2. Most employers just care that you have a degree. The important thing is showing that you can commit to work and have some kind of knowledge base that shows you can produce good work. That's why English majors have the highest rate of employment. Unless you're applying to a field with a specific requirement, or a field with a degree specifically tied to it (archaeology is one, by the way), no one really cares what the degree is. So, for jobs that most people are going for, a specific degree isn't necessary, and that means studying what you want can be a good way of getting the requirement of a degree out of the way.

In general, being realistic about what you want is key. If you want to work in STEM, don't get a history degree, because it will be worthless. But in most cases, history as a degree isn't necessarily a bad option.

Professional military science historian, interpreter and experimental archeologist , with several museums under my belt. Pic related, back when I worked for Jamestown/Yorktown Foundation.

Veeky Forums so far has disappointed me, as it is actively trying to be retarded. Veeky Forums has better history threads.

Add Statistical analysis to that list.

>Statistical analysis
>tfw gridding off a field for sampling
>tfw variance of ceramic finds
>tfw trace element analysis

He also forgot linguistics, biology, and comparative religion.

My point is, for a field of study that's become synonymous with "useless degree," and is the whipping boy of the "don't get a humanities degree learn to code!" movement, I have a MUCH wider knowledge base than most of my friends and colleagues who majored in other things.

I realize that I'm preaching to the choir on a humanities board but it definitely bothers me.

As someone who simply likes to learn things I ended up in anthro because it allowed me the most diverse education possible, and I've found it applies to a fuckload more "real-world" shit than it's ever given credit for.

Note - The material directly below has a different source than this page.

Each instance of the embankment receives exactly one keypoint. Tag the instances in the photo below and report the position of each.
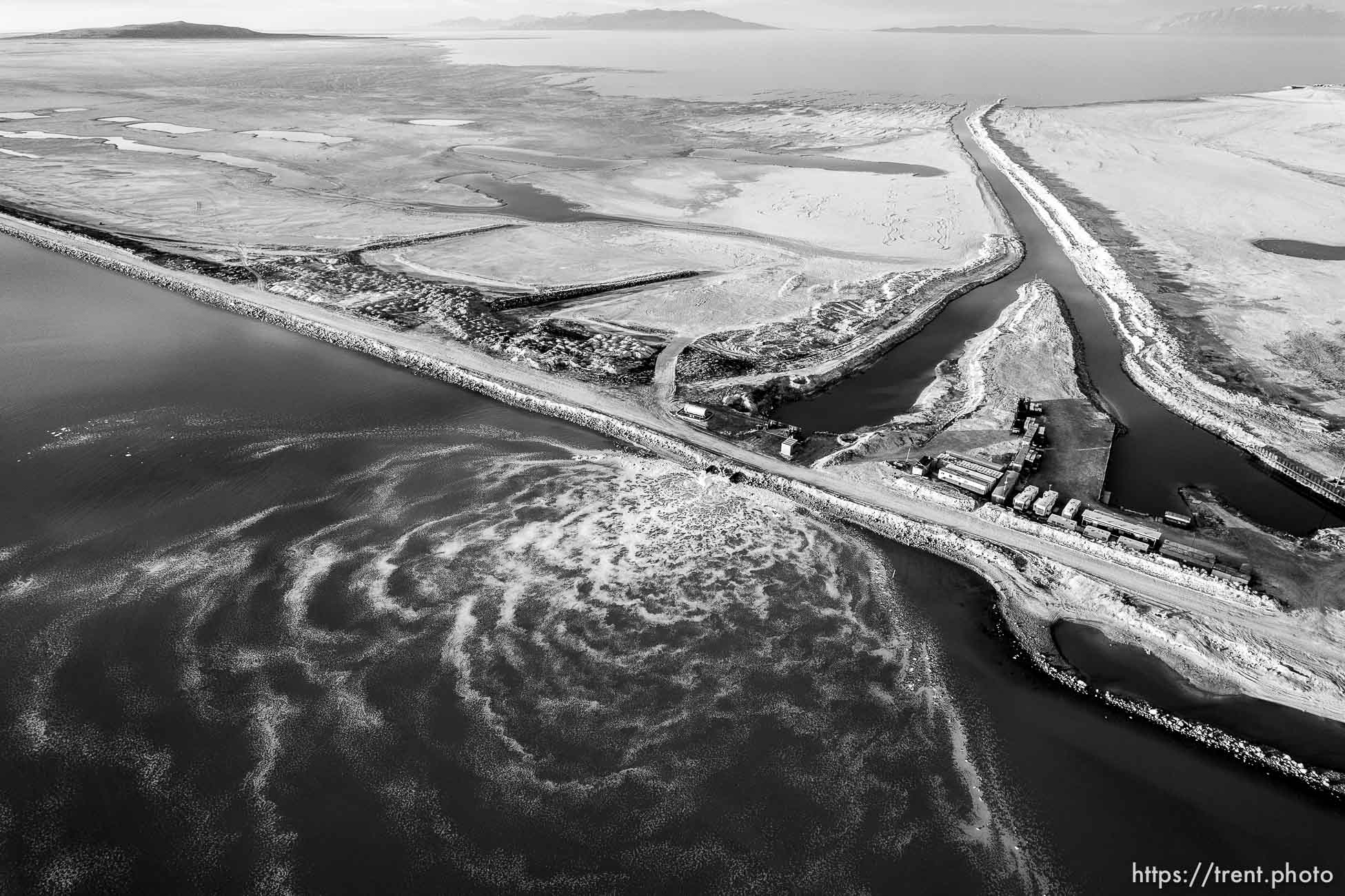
(1154, 358)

As I said, I work in Forestry. I'm a surveyor for the Forest Service and I sure as shit wouldn't have gotten that job without the Archaeology background.

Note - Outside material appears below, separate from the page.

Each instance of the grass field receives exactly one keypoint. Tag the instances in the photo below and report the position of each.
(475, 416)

BA in history and AS in Public history

Hi Gropey I'm from ytown and currently live in wburg

Grew up running XC on the battlefields and exploring epic civil war trenches

Yorktown sight is fucking great, Jamestown restoration great, bless you papa

i listen to dan carlin so Im kind of a big deal

Why? I've noticed that archaologist and paleontologist honours, PhDs and recent grad researchers that put in effort seem to be well looked after with day jobs at museums and zoos.

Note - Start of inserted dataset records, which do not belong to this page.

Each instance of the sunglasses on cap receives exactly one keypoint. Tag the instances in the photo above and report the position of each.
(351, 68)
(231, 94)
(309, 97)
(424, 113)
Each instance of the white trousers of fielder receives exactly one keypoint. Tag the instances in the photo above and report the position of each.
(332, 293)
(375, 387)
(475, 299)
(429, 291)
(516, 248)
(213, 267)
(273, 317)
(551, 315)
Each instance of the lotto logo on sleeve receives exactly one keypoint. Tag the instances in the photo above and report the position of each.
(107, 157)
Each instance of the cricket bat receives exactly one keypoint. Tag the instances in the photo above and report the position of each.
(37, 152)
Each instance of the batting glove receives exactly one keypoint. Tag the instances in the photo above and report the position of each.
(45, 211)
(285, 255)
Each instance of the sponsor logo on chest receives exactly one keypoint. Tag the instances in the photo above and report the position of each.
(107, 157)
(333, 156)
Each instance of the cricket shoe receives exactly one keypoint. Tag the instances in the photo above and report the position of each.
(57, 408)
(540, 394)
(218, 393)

Top of my 60 student class in A levels. I then went on to study a degree where I could get a job.

Cool shit. Im in Williamsburg myself, obviously. You frequent /k/? We're planning mus/k/etfest sometime next year. Its like nuggetfest, but with at least 20% less homo eroticism, and certainly better hats.

Jamestown Settlement > Henricus > Colonial Williamsburg > Private sites > Yorktown

B.A. Degree in History (also a member of Phi Alpha Theta, the national history honor society).

7 months away from finishing my MA in comparative religion. I was only able to secure teaching work when I just had the BA. And I expect I'll only be able to secure marginally better teaching positions with the MA. Praying it's enough and that I can just publish a paper or two, and never feel the need to go for that PhD. Grad school is extremely time consuming.

Bump

>he has a History Channel logo as a tattoo

I have a history degree and i work for a telecommunications company. I have no idea what i'm doing

>He doesn't understand that you need a seperate degree to teach any subject

I did a degree and a master's in History from a world-class Uni.

I've worked in my country's civil service, for a major international consultancy firm, and now I'm a deputy director at a small but successful European bank.

History is not a meme, at least in EU. Thinking there's no opportunities from doing it IS the meme. It teachers you research and textual analysis skills that few other degrees can.

This. So much this.

Why don't you prospective History undergrads just do a postgrad Law anyway? History is a fantastic stepping stone onto a legal career.

Well i fix old stuff so kinda related.